You posted a photo on Instagram of one of your walking meetings, how do these work?
“I do work in meetings with quite a lot of my clients. I mean, that’s that I’m standing here now talking to you. I sit way too much. I’m standing a lot when I’m facilitating or speaking, that kind of thing. I believe in movement; I know the importance of movement.
First of all, it started as a response to really rubbish coaching rooms. In London, you’re never far from an open space. So green space, or even internally some of these buildings have got so much public space that you can walk around. I started initially by saying, why don’t we just go out and grab a coffee some of these execs have not been out all day. They’ve been sat at their desk all day. As long as they’re in their same environment, they’re not going to be thinking differently it.
Do you get more out of the person in these meetings?
I’m a whole body, whole systems type of person.
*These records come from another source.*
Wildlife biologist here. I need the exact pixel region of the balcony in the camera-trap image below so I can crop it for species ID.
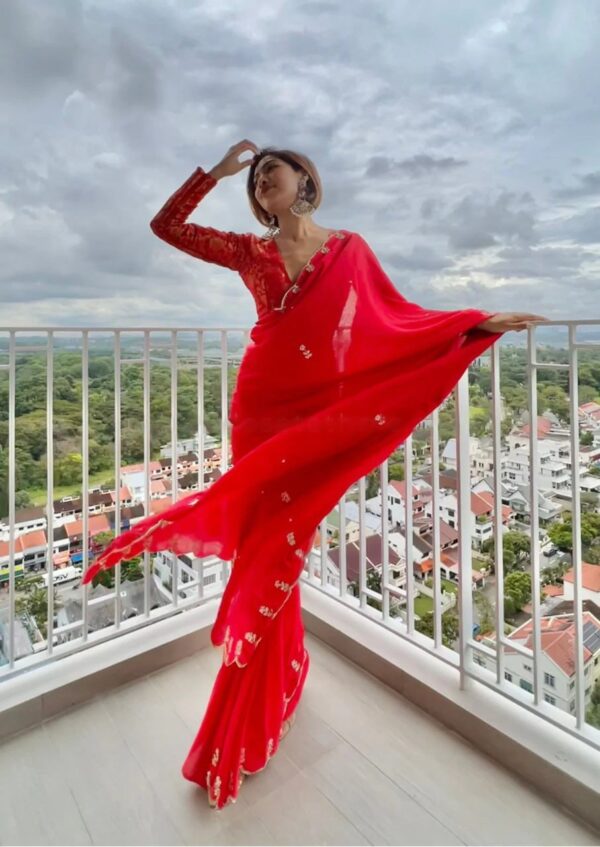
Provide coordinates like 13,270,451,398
0,322,600,844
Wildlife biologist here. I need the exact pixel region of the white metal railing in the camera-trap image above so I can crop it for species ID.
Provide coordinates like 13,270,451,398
0,320,600,749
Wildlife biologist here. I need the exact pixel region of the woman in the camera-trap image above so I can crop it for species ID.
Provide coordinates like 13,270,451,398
83,140,544,808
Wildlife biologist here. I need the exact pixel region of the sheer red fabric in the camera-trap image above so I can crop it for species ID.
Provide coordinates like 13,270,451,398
83,169,500,808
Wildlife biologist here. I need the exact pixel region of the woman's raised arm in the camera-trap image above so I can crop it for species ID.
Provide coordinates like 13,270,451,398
150,167,250,271
150,139,258,271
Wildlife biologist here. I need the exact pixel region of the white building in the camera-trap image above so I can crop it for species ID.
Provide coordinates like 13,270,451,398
473,612,600,714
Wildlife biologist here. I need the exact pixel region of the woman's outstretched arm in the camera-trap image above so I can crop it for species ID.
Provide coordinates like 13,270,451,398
150,167,251,271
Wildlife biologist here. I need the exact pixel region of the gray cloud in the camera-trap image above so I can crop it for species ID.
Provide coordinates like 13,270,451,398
0,0,600,326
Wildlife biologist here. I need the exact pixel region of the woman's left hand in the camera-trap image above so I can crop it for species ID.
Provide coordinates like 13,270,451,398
476,312,550,332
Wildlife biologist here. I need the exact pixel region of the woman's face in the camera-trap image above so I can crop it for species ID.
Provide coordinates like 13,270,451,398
254,154,302,215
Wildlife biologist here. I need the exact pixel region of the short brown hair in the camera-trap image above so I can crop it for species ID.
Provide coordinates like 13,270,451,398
246,147,323,226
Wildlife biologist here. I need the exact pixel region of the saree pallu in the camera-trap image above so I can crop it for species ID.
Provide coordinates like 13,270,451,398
83,230,501,808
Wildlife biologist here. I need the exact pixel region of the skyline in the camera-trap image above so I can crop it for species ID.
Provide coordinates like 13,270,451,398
0,0,600,328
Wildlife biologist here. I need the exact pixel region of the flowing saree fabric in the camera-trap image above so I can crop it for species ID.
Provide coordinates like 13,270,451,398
83,166,500,808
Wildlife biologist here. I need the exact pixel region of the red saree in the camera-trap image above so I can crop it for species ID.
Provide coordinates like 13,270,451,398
83,168,500,808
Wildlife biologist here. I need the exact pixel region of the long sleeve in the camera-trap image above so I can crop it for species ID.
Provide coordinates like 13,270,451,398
150,167,250,271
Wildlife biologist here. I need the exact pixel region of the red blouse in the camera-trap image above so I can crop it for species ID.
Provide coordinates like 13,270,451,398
150,167,345,318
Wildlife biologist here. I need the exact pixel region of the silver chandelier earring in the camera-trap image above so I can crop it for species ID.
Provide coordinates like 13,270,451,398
290,174,315,218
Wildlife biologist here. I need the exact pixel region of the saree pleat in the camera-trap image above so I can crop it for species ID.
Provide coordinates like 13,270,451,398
83,224,500,808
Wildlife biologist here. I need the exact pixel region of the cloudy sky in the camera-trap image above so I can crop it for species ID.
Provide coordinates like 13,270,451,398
0,0,600,337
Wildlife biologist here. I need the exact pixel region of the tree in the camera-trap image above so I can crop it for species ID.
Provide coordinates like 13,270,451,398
585,677,600,729
473,591,496,634
15,574,61,639
504,571,531,617
415,609,459,650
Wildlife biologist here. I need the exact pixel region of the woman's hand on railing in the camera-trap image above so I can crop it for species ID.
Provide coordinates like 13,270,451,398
476,312,549,332
209,138,260,179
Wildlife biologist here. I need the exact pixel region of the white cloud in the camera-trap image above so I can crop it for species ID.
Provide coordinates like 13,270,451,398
0,0,600,326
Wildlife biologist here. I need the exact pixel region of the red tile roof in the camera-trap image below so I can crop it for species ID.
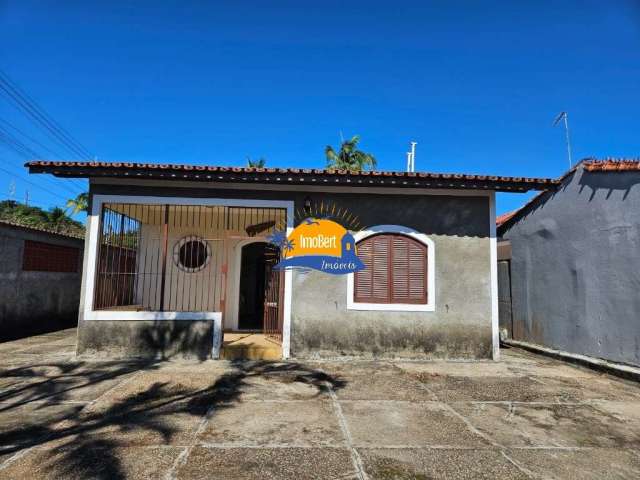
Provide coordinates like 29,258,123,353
496,210,518,227
583,158,640,172
25,160,559,192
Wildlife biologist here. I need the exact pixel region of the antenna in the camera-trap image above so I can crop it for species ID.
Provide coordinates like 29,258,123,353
553,112,573,169
411,142,418,172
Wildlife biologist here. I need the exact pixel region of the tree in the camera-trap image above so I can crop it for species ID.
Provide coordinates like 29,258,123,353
0,200,84,235
67,192,89,215
47,207,68,232
247,157,267,168
324,135,378,171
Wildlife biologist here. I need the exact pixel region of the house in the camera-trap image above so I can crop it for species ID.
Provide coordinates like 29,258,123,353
0,220,84,341
27,161,556,358
498,159,640,365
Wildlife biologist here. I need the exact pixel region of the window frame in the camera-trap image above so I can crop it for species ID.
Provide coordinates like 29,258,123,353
347,225,436,312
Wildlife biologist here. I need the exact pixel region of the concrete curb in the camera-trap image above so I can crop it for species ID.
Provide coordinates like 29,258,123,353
501,340,640,382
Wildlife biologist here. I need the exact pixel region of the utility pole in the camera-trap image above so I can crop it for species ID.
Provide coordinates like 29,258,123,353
407,142,418,172
553,112,573,169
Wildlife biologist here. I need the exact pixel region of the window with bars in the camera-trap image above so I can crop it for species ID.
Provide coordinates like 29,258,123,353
354,233,429,305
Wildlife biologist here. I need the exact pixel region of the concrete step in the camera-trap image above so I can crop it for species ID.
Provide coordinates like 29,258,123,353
220,332,282,360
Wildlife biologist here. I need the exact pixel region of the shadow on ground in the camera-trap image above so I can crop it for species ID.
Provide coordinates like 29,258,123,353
0,361,346,479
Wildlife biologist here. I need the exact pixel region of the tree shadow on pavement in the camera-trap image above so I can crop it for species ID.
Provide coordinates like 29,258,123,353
0,361,345,479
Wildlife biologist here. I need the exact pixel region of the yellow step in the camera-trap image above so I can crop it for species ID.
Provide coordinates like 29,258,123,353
220,332,282,360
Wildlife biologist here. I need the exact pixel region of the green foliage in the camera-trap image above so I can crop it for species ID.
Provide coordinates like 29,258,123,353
67,192,89,215
247,157,267,168
0,200,84,235
324,135,378,171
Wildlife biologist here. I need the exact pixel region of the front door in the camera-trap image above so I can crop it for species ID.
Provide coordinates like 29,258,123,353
238,242,268,330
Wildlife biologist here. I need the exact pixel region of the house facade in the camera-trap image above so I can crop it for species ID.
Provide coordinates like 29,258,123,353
0,221,84,341
498,159,640,365
28,162,555,358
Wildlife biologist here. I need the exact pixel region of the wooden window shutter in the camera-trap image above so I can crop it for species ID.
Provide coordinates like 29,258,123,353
354,234,428,304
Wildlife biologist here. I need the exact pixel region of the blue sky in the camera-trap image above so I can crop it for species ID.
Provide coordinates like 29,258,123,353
0,0,640,218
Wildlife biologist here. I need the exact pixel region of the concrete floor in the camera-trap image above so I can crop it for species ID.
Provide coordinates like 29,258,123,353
0,330,640,480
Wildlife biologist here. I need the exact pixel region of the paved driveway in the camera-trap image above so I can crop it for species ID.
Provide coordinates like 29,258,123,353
0,330,640,480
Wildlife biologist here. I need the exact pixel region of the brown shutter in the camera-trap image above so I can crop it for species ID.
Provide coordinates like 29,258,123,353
407,239,429,303
354,234,428,304
353,239,373,303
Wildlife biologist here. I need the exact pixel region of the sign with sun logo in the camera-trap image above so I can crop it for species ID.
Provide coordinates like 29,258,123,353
269,203,364,275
I have an autoimmune condition myself. I know that the connection between our emotions and our thoughts and our feelings, it’s all connected our body and our minds all connected. They get use to that I promote mindfulness It fits with the kind of coaching that I do. But the results are usually that they are more open more quickly. There’s something about going in parallel with someone there’s something about just walking along together, rather than that sort of very kind of intense thing that can go on to sometimes it’s really a way of them letting off that steam and then we might sit down. But we’ve opened the space if you like, and literally we’ve opened the space, you know, we can breathe and then we can think and then we can feel.
Does your client become more creative?
We get stuck, don’t we? physically, we get stuck. And I think that thought wise and everything else we also can get stuck. And I think there is a connection
How do people react when you suggest a walking meeting?
Some people are really reluctant, you know, but one of the big teams I’m working with at the moment, we had a team retreat, and then we had all these practical tips that people could do and several of them committed to move more. Some of them have got the mindfulness app to tap stuff, but other ones have committed to putting the phone away and just going out without their phone, even if it’s just for five minutes or 10 minutes to get a coffee. I believe in kind of like the smallest possible steps you can possibly take to make a change.